Opinion
November 24, 1986
Appeal from the Supreme Court, Suffolk County (Abrams, J.).
Ordered that the order is reversed insofar as appealed from, without costs or disbursements, and the case is remitted to the Supreme Court, Suffolk County, for a hearing on the issue of pendente lite custody, to be held forthwith. Custody shall be with the mother pending the hearing and new determination as to temporary custody.

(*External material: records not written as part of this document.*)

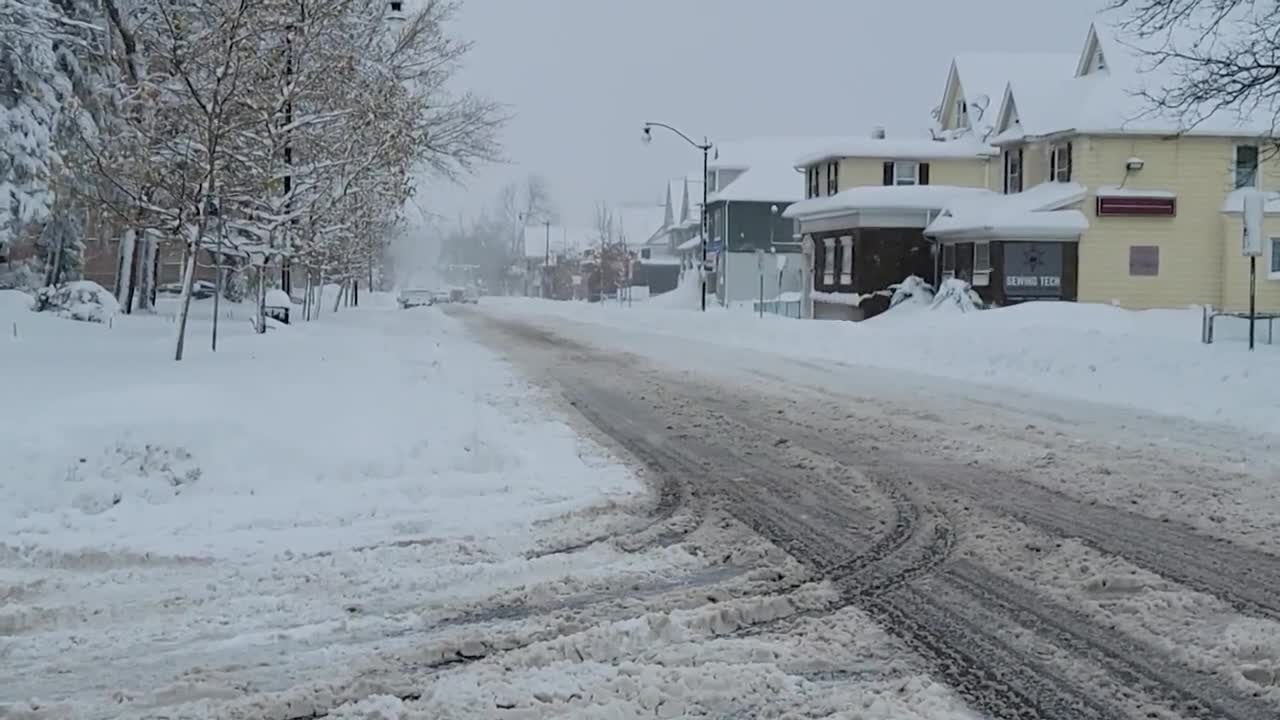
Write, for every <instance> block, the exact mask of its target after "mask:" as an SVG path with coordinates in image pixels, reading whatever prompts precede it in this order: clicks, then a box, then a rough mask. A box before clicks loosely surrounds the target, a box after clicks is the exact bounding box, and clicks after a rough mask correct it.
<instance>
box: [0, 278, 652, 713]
mask: <svg viewBox="0 0 1280 720" xmlns="http://www.w3.org/2000/svg"><path fill="white" fill-rule="evenodd" d="M210 302H211V301H198V302H197V304H196V310H195V313H196V320H195V322H193V323H192V327H191V329H189V334H188V338H187V342H188V348H189V355H188V360H186V361H183V363H180V364H178V363H173V361H172V360H170V352H172V342H173V332H174V328H175V325H174V324H173V323H172V319H170V318H168V316H166V314H168V313H169V311H172V309H161V311H160V314H157V315H151V316H142V315H136V316H124V315H122V316H116V318H114V322H113V323H111V324H110V325H106V324H93V323H77V322H72V320H67V319H61V318H58V316H55V315H52V314H45V313H41V314H37V313H32V311H31V310H29V309H28V307H29V302H28V300H27V299H26V297H24V296H19V295H18V293H14V292H0V327H3V328H4V331H5V332H4V334H3V336H0V366H3V368H4V375H5V377H6V378H8V380H9V383H8V384H6V388H5V397H4V402H5V407H6V410H8V411H6V413H4V414H0V716H6V714H5V703H9V702H20V703H23V705H22V706H23V707H26V708H29V706H28V705H27V703H28V702H31V701H32V698H38V701H37V702H36V705H35V706H36V707H44V708H45V710H46V711H47V712H49V714H50V715H49V716H58V717H61V716H76V717H79V716H86V717H90V716H95V717H96V716H104V717H114V716H120V715H123V714H124V710H125V706H128V707H165V706H170V705H174V703H180V702H189V701H192V700H197V698H218V697H236V696H241V694H243V693H246V692H250V691H251V689H253V688H260V689H271V688H275V689H284V688H288V687H292V685H293V684H294V683H296V682H297V680H300V679H312V678H315V676H325V675H326V674H329V675H333V674H334V673H338V671H339V670H342V669H344V667H346V666H347V665H349V662H351V661H352V660H353V659H358V657H362V656H366V655H369V653H370V652H371V647H372V646H379V644H384V643H385V641H387V638H388V637H392V638H394V637H403V635H404V634H406V633H407V632H408V630H410V629H411V628H416V626H417V625H419V624H420V623H421V618H420V614H421V612H425V611H429V610H431V609H433V607H440V606H445V605H449V606H454V605H460V606H466V605H467V603H468V602H474V601H476V600H479V598H486V597H489V596H492V594H493V593H495V592H500V591H503V589H504V588H512V587H522V585H525V584H526V583H534V582H539V580H540V579H547V578H561V577H564V575H573V574H588V575H589V574H590V573H591V571H593V570H591V569H593V568H595V566H599V565H604V564H608V562H612V561H613V560H616V555H617V552H616V551H611V550H608V548H600V550H598V551H590V552H584V553H579V555H575V556H572V557H570V556H552V557H548V559H545V560H541V561H529V560H526V557H525V553H526V551H529V550H530V547H532V546H534V544H536V543H539V542H541V541H540V538H543V537H544V536H548V533H552V532H553V530H563V527H562V523H559V521H554V523H553V521H552V520H553V519H557V518H562V516H566V515H571V514H576V512H580V511H584V510H586V509H589V507H593V506H599V505H602V503H609V502H613V501H623V500H628V498H632V497H637V496H639V493H640V486H639V483H637V482H636V480H635V478H632V477H631V475H630V474H628V471H627V470H626V469H623V468H622V466H620V465H618V464H616V462H613V461H611V460H609V459H608V457H605V456H604V454H603V452H602V451H600V450H599V448H596V447H594V446H591V445H589V443H586V442H584V441H582V439H581V438H580V437H579V436H577V434H576V433H575V432H573V430H572V429H571V428H570V427H567V425H564V424H563V423H561V421H558V420H554V419H549V416H554V414H548V413H547V409H545V405H544V398H543V397H541V396H540V395H539V393H538V392H536V391H535V389H534V388H531V387H530V386H529V384H526V383H525V382H522V380H520V379H517V378H516V377H515V375H513V373H512V372H511V370H509V369H508V368H507V366H506V365H504V364H503V363H500V361H499V360H498V359H497V357H495V356H494V355H492V354H490V352H489V351H486V350H484V348H481V347H480V346H477V345H475V343H474V342H471V341H468V340H466V338H463V337H462V336H461V331H460V329H458V327H457V323H456V322H454V320H453V319H451V318H448V316H447V315H444V314H442V313H439V311H436V310H433V309H421V310H411V311H399V310H385V309H379V310H367V309H360V310H346V311H343V313H339V314H337V315H334V314H329V313H328V311H326V313H325V314H324V315H323V316H321V319H320V320H319V322H315V323H307V324H294V325H291V327H282V328H280V329H271V331H270V332H269V333H268V334H266V336H253V334H251V333H252V331H251V328H250V325H248V318H250V316H251V315H252V311H251V310H248V309H246V307H243V306H238V305H234V304H230V305H228V304H224V305H223V307H224V310H225V315H224V316H223V318H221V323H220V325H221V327H220V332H221V338H220V342H219V351H218V352H216V354H212V352H210V351H209V332H210V323H209V319H210V318H209V315H210ZM378 305H384V302H378ZM645 561H646V560H645V559H637V560H636V561H635V564H636V565H637V566H639V565H643V562H645ZM115 703H124V705H120V706H116V705H115ZM161 714H163V712H161ZM212 716H218V712H212Z"/></svg>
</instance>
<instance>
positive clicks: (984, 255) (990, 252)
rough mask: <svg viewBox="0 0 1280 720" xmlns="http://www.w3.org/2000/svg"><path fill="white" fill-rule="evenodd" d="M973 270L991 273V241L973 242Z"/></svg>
mask: <svg viewBox="0 0 1280 720" xmlns="http://www.w3.org/2000/svg"><path fill="white" fill-rule="evenodd" d="M973 272H975V273H989V272H991V243H989V242H975V243H973Z"/></svg>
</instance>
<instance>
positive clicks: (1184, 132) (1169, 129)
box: [993, 19, 1275, 142]
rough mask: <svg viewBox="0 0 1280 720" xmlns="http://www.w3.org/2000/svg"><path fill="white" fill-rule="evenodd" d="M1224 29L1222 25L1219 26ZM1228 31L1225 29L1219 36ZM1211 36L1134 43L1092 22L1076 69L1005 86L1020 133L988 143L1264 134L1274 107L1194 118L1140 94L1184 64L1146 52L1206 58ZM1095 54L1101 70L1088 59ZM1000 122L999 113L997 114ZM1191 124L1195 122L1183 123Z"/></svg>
mask: <svg viewBox="0 0 1280 720" xmlns="http://www.w3.org/2000/svg"><path fill="white" fill-rule="evenodd" d="M1224 27H1225V26H1224ZM1225 32H1231V31H1225ZM1217 44H1219V36H1217V35H1216V33H1206V32H1202V31H1199V29H1197V28H1196V27H1192V26H1179V27H1178V28H1175V29H1171V31H1170V32H1169V33H1161V36H1160V37H1153V38H1138V37H1135V36H1133V35H1132V33H1126V32H1124V31H1121V29H1119V28H1117V27H1116V26H1115V24H1114V23H1110V22H1103V20H1102V19H1098V20H1094V22H1093V23H1092V24H1091V26H1089V29H1088V33H1087V35H1085V38H1084V44H1083V45H1082V47H1080V53H1079V54H1078V56H1076V64H1075V72H1074V73H1071V74H1070V76H1064V77H1061V78H1060V79H1057V81H1056V82H1044V83H1028V82H1018V81H1014V82H1010V85H1009V92H1007V94H1006V96H1005V101H1006V102H1010V101H1014V100H1015V101H1016V109H1018V119H1019V123H1018V124H1019V126H1020V127H1019V128H1016V131H1015V128H1006V129H1005V131H1004V132H1001V133H1000V135H998V136H997V137H996V138H993V142H1005V141H1009V140H1012V138H1016V137H1021V136H1032V137H1038V136H1046V135H1053V133H1061V132H1085V133H1142V135H1207V136H1242V137H1257V136H1260V135H1270V133H1271V131H1272V124H1274V120H1275V108H1274V106H1260V108H1251V109H1240V108H1221V109H1219V108H1213V106H1210V105H1204V106H1202V108H1193V109H1192V115H1193V118H1188V117H1180V115H1179V114H1176V113H1171V111H1167V110H1158V109H1156V108H1153V106H1152V104H1151V101H1149V99H1148V97H1146V96H1144V92H1148V94H1151V95H1157V96H1158V95H1160V94H1161V92H1162V90H1164V88H1167V87H1176V85H1179V83H1183V82H1185V81H1187V78H1188V77H1193V76H1189V74H1188V68H1187V67H1185V64H1184V63H1181V61H1178V60H1170V61H1165V63H1157V60H1156V59H1155V58H1152V55H1151V51H1155V50H1164V51H1174V53H1184V54H1192V55H1196V54H1201V53H1213V51H1215V50H1213V49H1215V47H1216V46H1217ZM1100 53H1101V55H1102V58H1103V59H1105V64H1103V67H1101V68H1098V67H1097V65H1096V64H1094V61H1093V60H1094V59H1096V58H1097V55H1098V54H1100ZM1001 115H1002V117H1006V113H1004V111H1002V113H1001ZM1193 119H1194V120H1198V122H1196V123H1194V124H1193V123H1192V122H1190V120H1193Z"/></svg>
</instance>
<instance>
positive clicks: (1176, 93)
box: [1110, 0, 1280, 135]
mask: <svg viewBox="0 0 1280 720" xmlns="http://www.w3.org/2000/svg"><path fill="white" fill-rule="evenodd" d="M1110 9H1111V10H1114V12H1117V13H1120V14H1121V19H1120V20H1119V23H1117V26H1119V27H1117V29H1120V32H1121V33H1123V35H1124V36H1125V37H1123V38H1121V42H1124V44H1125V45H1128V46H1129V49H1130V50H1132V51H1133V53H1134V54H1135V55H1137V56H1138V58H1140V59H1142V60H1143V63H1142V65H1143V68H1140V69H1143V70H1148V72H1153V73H1158V77H1160V79H1161V81H1164V82H1158V83H1147V85H1149V86H1155V88H1152V90H1140V91H1139V94H1140V95H1142V97H1143V99H1144V100H1146V102H1147V105H1148V106H1149V110H1151V111H1153V113H1158V114H1161V115H1165V117H1171V118H1175V119H1176V120H1178V123H1179V124H1180V128H1179V129H1183V131H1187V129H1193V128H1196V127H1197V126H1201V124H1202V123H1204V122H1206V120H1207V119H1208V118H1211V117H1229V118H1233V119H1239V120H1242V124H1244V126H1245V127H1249V128H1256V129H1258V131H1260V135H1262V132H1261V131H1263V129H1266V128H1265V127H1260V126H1268V127H1270V128H1271V129H1272V131H1274V129H1275V128H1276V120H1277V118H1280V37H1277V28H1280V4H1276V3H1275V1H1272V0H1268V1H1261V3H1260V1H1257V0H1111V4H1110ZM1260 120H1261V122H1260Z"/></svg>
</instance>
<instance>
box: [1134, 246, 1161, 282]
mask: <svg viewBox="0 0 1280 720" xmlns="http://www.w3.org/2000/svg"><path fill="white" fill-rule="evenodd" d="M1129 274H1130V275H1132V277H1139V278H1153V277H1156V275H1158V274H1160V247H1158V246H1156V245H1133V246H1130V247H1129Z"/></svg>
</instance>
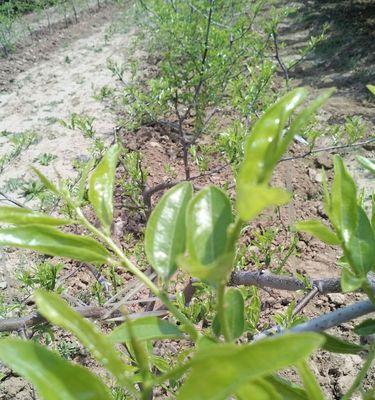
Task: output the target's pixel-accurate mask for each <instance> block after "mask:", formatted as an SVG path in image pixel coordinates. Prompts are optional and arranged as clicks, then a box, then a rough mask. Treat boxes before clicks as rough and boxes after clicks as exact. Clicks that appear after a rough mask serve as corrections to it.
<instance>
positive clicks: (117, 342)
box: [108, 317, 183, 343]
mask: <svg viewBox="0 0 375 400" xmlns="http://www.w3.org/2000/svg"><path fill="white" fill-rule="evenodd" d="M132 331H133V333H134V335H135V337H136V338H137V339H138V340H160V339H168V338H179V337H182V336H183V335H182V333H181V331H180V330H179V329H178V328H177V327H176V325H173V324H171V323H170V322H168V321H165V320H163V319H160V318H157V317H144V318H137V319H135V320H134V321H132ZM108 338H109V340H110V341H111V342H114V343H125V342H128V341H129V340H130V333H129V329H128V323H127V322H125V323H123V324H121V325H119V326H118V327H117V328H115V329H114V330H113V331H112V332H111V333H110V335H109V336H108Z"/></svg>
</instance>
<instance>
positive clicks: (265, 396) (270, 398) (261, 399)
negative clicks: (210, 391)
mask: <svg viewBox="0 0 375 400" xmlns="http://www.w3.org/2000/svg"><path fill="white" fill-rule="evenodd" d="M236 397H237V399H238V400H249V399H251V400H283V398H282V396H280V395H279V394H278V393H277V390H276V389H275V388H274V387H273V385H272V384H271V383H269V382H268V381H267V380H265V379H255V380H254V381H251V382H248V383H246V384H244V385H241V387H240V388H239V389H237V391H236Z"/></svg>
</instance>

Each party to this appeal seeks custody of the young child of the marriage during the pendency of this action for a divorce and ancillary relief. The Supreme Court, Suffolk County, without a hearing, issued an order directing the parties to share custody of the child during the action's pendency. As a general rule, it is error as a matter of law to make an order respecting custody based on controverted allegations without having had the benefit of a full hearing in order to resolve those factual issues which develop from conflicting affidavits (see, Obey v Degling, 37 N.Y.2d 768, 769-770; Bellinger v Bellinger, 109 A.D.2d 1104). In this case, the order under review does not constitute a final determination of the custody issue, but is merely an order made pendente lite. In some cases, a party claiming to be aggrieved by such an order, even if it was made without a hearing, will be required to seek an expeditious trial (see, Meltzer v Meltzer, 38 A.D.2d 522). Under the particular facts of this case, however, where the parties, in their affidavits, each accuse the other of being unfit to care for the now 20-month-old child, and where the matrimonial action has been commenced relatively recently, so that there is no realistic prospect for an expeditious trial, we find, as a matter of discretion, that a hearing should be held so as to allow the court to make a pendente lite custody determination based on a fuller record (see, e.g., Richman v Richman, 104 A.D.2d 934; cf. Crum v Crum, 122 A.D.2d 771). The hearing should, of course, focus on the issue of what custody arrangement would be in the best interest of the child. The hearing court should note that the current pendente lite custody arrangement may not be appropriate in view of the apparent animosity which exists between the parties (see, Braiman v Braiman, 44 N.Y.2d 584; Robinson v Robinson, 111 A.D.2d 316, 318). The hearing should take place forthwith. Thompson, J.P., Rubin, Lawrence and Kunzeman, JJ., concur.